Batch predict big dataset

Hello all, I am pretty new to PyTorch, so I hope this is not too dumb a question, but I am running into a problem with prediction on a dataset using my trained PyTorch model. I have a trained model for sentiment analysis, that all went well. But I need to apply it to a dataset of about 1.1 million unlabeled texts. I have tried doing so a few times, but I tend to end up with too high RAM usage, causing either my Colab session or my own computer to crash.
Someone suggested doing the prediction in batches, but I don’t understand how I would do so. Could someone please point me in the right direction for how I am supposed to predict new labels in this use case? Any help would be greatly appreciated!
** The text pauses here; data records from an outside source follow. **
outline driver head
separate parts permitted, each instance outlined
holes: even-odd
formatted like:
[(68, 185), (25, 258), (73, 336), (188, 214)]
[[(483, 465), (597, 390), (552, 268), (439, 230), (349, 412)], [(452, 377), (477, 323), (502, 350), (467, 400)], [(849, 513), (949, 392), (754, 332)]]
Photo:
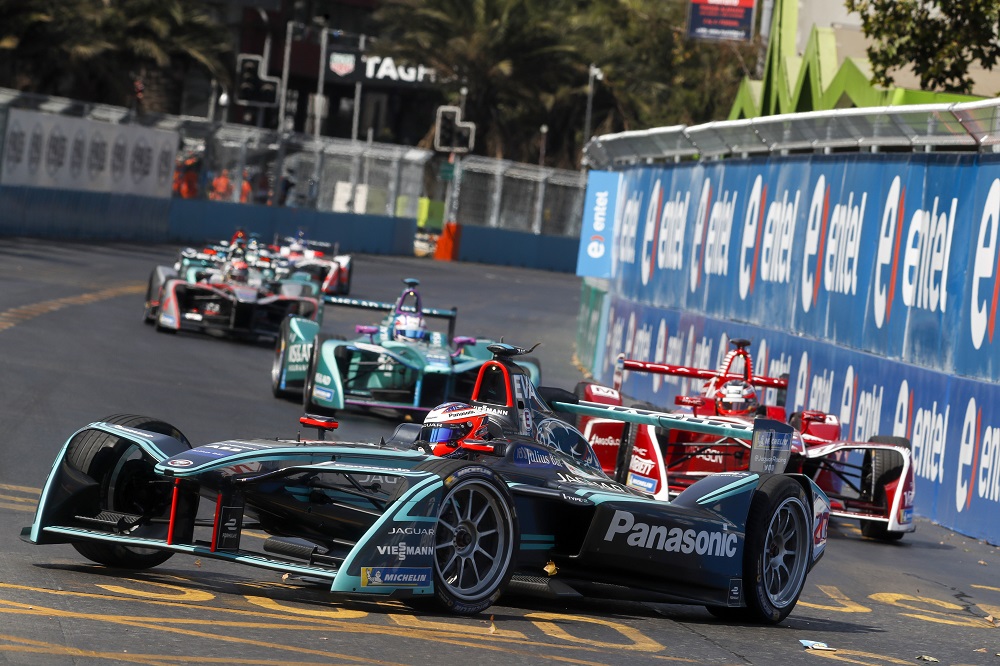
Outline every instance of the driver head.
[(760, 403), (750, 382), (731, 379), (715, 392), (715, 412), (719, 416), (752, 416)]
[(418, 439), (434, 455), (443, 456), (455, 452), (467, 441), (489, 441), (502, 436), (499, 425), (491, 422), (485, 410), (464, 402), (446, 402), (428, 412)]

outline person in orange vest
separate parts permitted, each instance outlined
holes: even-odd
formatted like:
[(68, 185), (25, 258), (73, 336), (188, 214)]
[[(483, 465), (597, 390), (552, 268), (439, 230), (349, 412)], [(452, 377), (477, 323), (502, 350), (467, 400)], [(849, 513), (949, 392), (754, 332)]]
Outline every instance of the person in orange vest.
[(185, 169), (181, 176), (180, 195), (184, 199), (194, 199), (198, 196), (198, 172)]
[(211, 197), (216, 201), (233, 200), (233, 183), (229, 180), (229, 169), (223, 169), (222, 173), (212, 180)]
[(250, 185), (250, 172), (243, 172), (243, 183), (240, 185), (240, 203), (247, 203), (250, 201), (250, 192), (253, 187)]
I’m not sure if your use case has specific requirements, but the common approach would be to use a Dataset, wrap it in a DataLoader and process each batch using the model.
The dataloading tutorial might be a good starter.

Thank you for the suggestion! I am using the method suggested here for training the model: ML-and-Data-Analysis/RoBERTa for text classification.ipynb at master · aramakus/ML-and-Data-Analysis · GitHub
It saves the model as two files, a model.pkl and a metrics.pkl file.
Basically, I am trying to predict new labels using this model. Is the dataloader then the right approach?

In case you would like to create the predictions for a dataset, using a DataLoader sounds like a good approach. On the other hand, if you would like to get a prediction of a single sample, you could directly pass it to the model, so the “best” approach depends a bit on your use case.